We travelled extensively. We visited more than 20 countries, countries in West Africa, but other countries that were associated in some way or another with diamonds or weapons. Included South Africa, Israel, several European countries, North America, obviously, and others. More than 20, more than 20 countries. We spoke to government officials. In some cases it was ministries of foreign affairs, in other cases it was economic ministries, customs officials.
We spoke to people in the industry. We spoke extensively to people in the diamond industry and we spoke to industry bodies such as the World Diamond Council or the International Diamond Manufacturers Association, but we spoke to individual companies as well, large ones like De Beers, and we spoke to individual diamond dealers and people who had been diggers on the ground in places like Sierra Leone and other West African countries. We spoke to traders, diamond exporters. So we spoke to the industry at length and from top to bottom.
We spoke to a lot of military people. We spoke to people in the military in Sierra Leone. We spoke to the minister of defence in Liberia. We spoke to UNAMSIL officials in Sierra Leone. We spoke to intelligence agencies. We spoke to a number of intelligence agencies in the United States, in the United Kingdom, to the French in Sierra Leone and elsewhere.
We spoke to the media. We found that the media often had very good leads on stories. Sometimes it was large international - prominent international media outlets or individuals. In other cases it was people who were stringers or reporters in Sierra Leone or Liberia. In some cases people spoke to us - took very great risks in speaking to us.
We spoke to aid agencies, multilateral, bilateral aid agencies and diplomats in African countries. We spoke to civil society organisations in Sierra Leone, in Liberia. We looked at a lot of material, a lot of written material. We were shown material that had been found in Foday Sankoh's house in Sierra Leone after it was - after he was arrested. We were shown material from the Sierra Leone police. We were given material by journalists. We visited air traffic control operations in several countries and saw flight logs of aircraft movement.
I'm trying to think whether I've left something out. We spoke probably - we probably did three or four hundred individual interviews but many of those interviews contained - I mean they were with many people. For example, I spoke to a number of Lebanese diamond dealers in Kenema that would probably account in our logs for one meeting, but there was something like 35 or 40 diamond dealers there and I met with them for more than two hours. So I certainly got more than one view. The same thing with church leaders. We met with church leaders in Liberia.
We met with a group of Kono chiefs.
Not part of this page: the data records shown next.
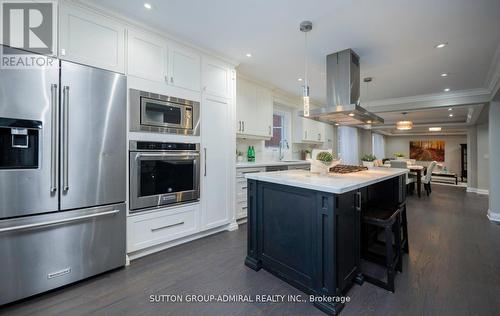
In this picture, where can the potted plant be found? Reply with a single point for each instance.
(368, 160)
(323, 162)
(307, 154)
(239, 155)
(399, 155)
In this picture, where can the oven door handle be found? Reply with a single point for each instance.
(165, 155)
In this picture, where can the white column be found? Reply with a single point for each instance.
(472, 159)
(494, 155)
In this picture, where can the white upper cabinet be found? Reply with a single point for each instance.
(216, 78)
(254, 110)
(147, 56)
(308, 131)
(91, 39)
(216, 157)
(185, 68)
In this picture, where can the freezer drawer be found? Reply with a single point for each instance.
(40, 253)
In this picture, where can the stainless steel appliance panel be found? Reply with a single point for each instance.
(43, 252)
(93, 136)
(31, 95)
(156, 113)
(164, 181)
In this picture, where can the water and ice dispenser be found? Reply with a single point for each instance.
(19, 142)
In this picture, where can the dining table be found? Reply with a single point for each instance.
(419, 171)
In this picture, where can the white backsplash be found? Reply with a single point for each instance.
(271, 154)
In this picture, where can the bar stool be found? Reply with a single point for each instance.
(390, 221)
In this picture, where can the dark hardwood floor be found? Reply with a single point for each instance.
(453, 269)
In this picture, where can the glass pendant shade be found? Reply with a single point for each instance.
(404, 125)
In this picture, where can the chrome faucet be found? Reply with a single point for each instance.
(281, 145)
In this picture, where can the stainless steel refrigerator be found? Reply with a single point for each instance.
(62, 176)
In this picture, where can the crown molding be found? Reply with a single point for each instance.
(128, 22)
(492, 81)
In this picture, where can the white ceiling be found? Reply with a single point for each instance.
(463, 117)
(395, 39)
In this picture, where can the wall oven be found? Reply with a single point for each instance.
(163, 174)
(151, 112)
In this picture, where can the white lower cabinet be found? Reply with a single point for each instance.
(216, 164)
(156, 227)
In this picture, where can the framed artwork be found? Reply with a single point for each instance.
(427, 150)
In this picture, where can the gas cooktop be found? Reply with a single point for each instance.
(347, 169)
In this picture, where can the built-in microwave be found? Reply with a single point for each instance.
(152, 112)
(163, 174)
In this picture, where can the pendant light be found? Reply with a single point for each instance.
(404, 124)
(305, 27)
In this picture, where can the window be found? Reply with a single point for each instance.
(378, 146)
(348, 145)
(278, 130)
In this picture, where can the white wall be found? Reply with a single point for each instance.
(494, 142)
(452, 148)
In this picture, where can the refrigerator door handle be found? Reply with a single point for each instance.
(54, 132)
(59, 221)
(65, 137)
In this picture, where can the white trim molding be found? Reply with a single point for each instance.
(493, 216)
(478, 191)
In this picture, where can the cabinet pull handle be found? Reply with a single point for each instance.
(166, 226)
(358, 195)
(66, 138)
(53, 152)
(205, 160)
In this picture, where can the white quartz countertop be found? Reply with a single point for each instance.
(271, 163)
(331, 182)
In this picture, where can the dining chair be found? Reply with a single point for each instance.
(426, 180)
(402, 164)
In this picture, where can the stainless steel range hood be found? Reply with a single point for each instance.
(343, 82)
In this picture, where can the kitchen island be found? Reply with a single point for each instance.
(305, 228)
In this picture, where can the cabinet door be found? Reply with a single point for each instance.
(185, 68)
(147, 56)
(246, 98)
(347, 235)
(216, 78)
(91, 39)
(215, 161)
(264, 110)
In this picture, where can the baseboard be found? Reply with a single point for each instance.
(232, 226)
(493, 216)
(478, 191)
Because the war was - because the situation in Kono District was so terrible during the war and while we were there many of the leaders had fled and were in Freetown or in other parts of the country. We interviewed chiefs not one by one but as a group and they often had detailed information about what was going on in their areas. People would be arriving with information on a fairly regular basis. So we spoke to a very wide cross-section of people at very high levels. We spoke to the President of Sierra Leone, we spoke to the President of Liberia, we spoke to ministers in several governments in several countries.